Se estaba retocando el maquillaje, pensando en las botas de Prada y el suéter de Versace, cuando el celular de él sonó. Lo oyó maldecir, luego buscar a tientas su chaqueta. Ella oyó el clic metálico mientras abría el teléfono.
—¿Sí?
Ella estudió su pelo en el espejo. Se había soltado, y su cabello ondulado rubio enmarcaba su rostro. Pero tenía otro trabajo, por lo que lo enrolló hacia arriba en un rodete. Con su cabello, el maquillaje y la ropa, nadie la reconocía. Incluyendo “Charlie”. Estuvo a punto de reír. Charlie.
¿Qué clase de nombre era ese para un cliente? Tendría que haber sido más creativo. A veces, ella decía que su nombre era Stella. El objeto del deseo. Mejor que ese estúpido tranvía.
—Estoy en una reunión—, dijo por el celular.
Ella no pudo escuchar con quién estaba hablando, pero el largo suspiro que siguió, le dijo que no colgaría.

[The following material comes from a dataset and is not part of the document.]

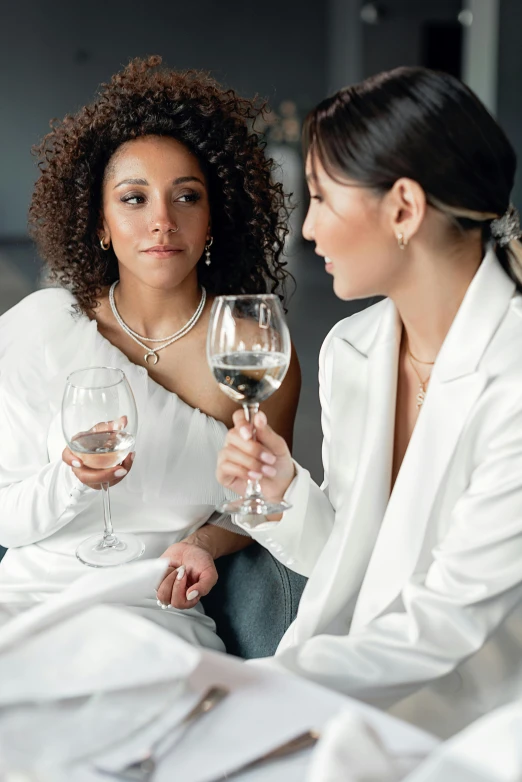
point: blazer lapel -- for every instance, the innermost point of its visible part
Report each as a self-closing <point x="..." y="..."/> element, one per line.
<point x="362" y="422"/>
<point x="456" y="384"/>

—Esa es la razón por la que nos estamos reuniendo—. Hizo una pausa. —El funeral es en la Iglesia de Cristo aquí cerca. Ella se niega a volver a su antiguo vecindario—. Otra pausa. — Memorial Park.
Ella dejó de juguetear con su pelo.
—Te lo dije. No quiero hablar de ello. Esto no fue idea mía. Te dije que yo me encargaría de
Fred. Pero no podías esperar. Ahora los dos estamos con la mierda hasta el cuello.

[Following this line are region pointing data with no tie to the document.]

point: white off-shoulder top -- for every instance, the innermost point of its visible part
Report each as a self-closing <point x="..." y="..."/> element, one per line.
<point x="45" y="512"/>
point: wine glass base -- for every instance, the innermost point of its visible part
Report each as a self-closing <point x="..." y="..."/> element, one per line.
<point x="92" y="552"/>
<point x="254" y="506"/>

¿Fred? Ella dejó caer los brazos y poco a poco se dio la vuelta. Él estaba sentado en el borde de la cama, de perfil hacia ella. El celular estaba pegado en su oreja, y estaba tratando de subirse los pantalones con la mano libre. Ella se apoyó contra la puerta del baño.
—Por supuesto que está molesta—. Se abrochó el botón del pantalón. —Él es el único en la familia a quien ella le hablaba. El que él muriera… solo… en un incendio… ella está devastada. Todo el mundo lo está. Te dije que no te adelantaras a los acontecimientos. Estábamos casi allí.
Ella se mordió el labio, tratando de juntar las piezas. Cuando pensó que lo entendía, contuvo el aliento.
Se volvió y la miró. La ira que corría por su cara desapareció, y su expresión de desconcierto creció. Entonces sus ojos se entrecerraron. —Te volveré a llamar—. Quitó el celular de su oreja y lo cerró.
Ella miró hacia abajo. Pero no lo suficientemente rápido.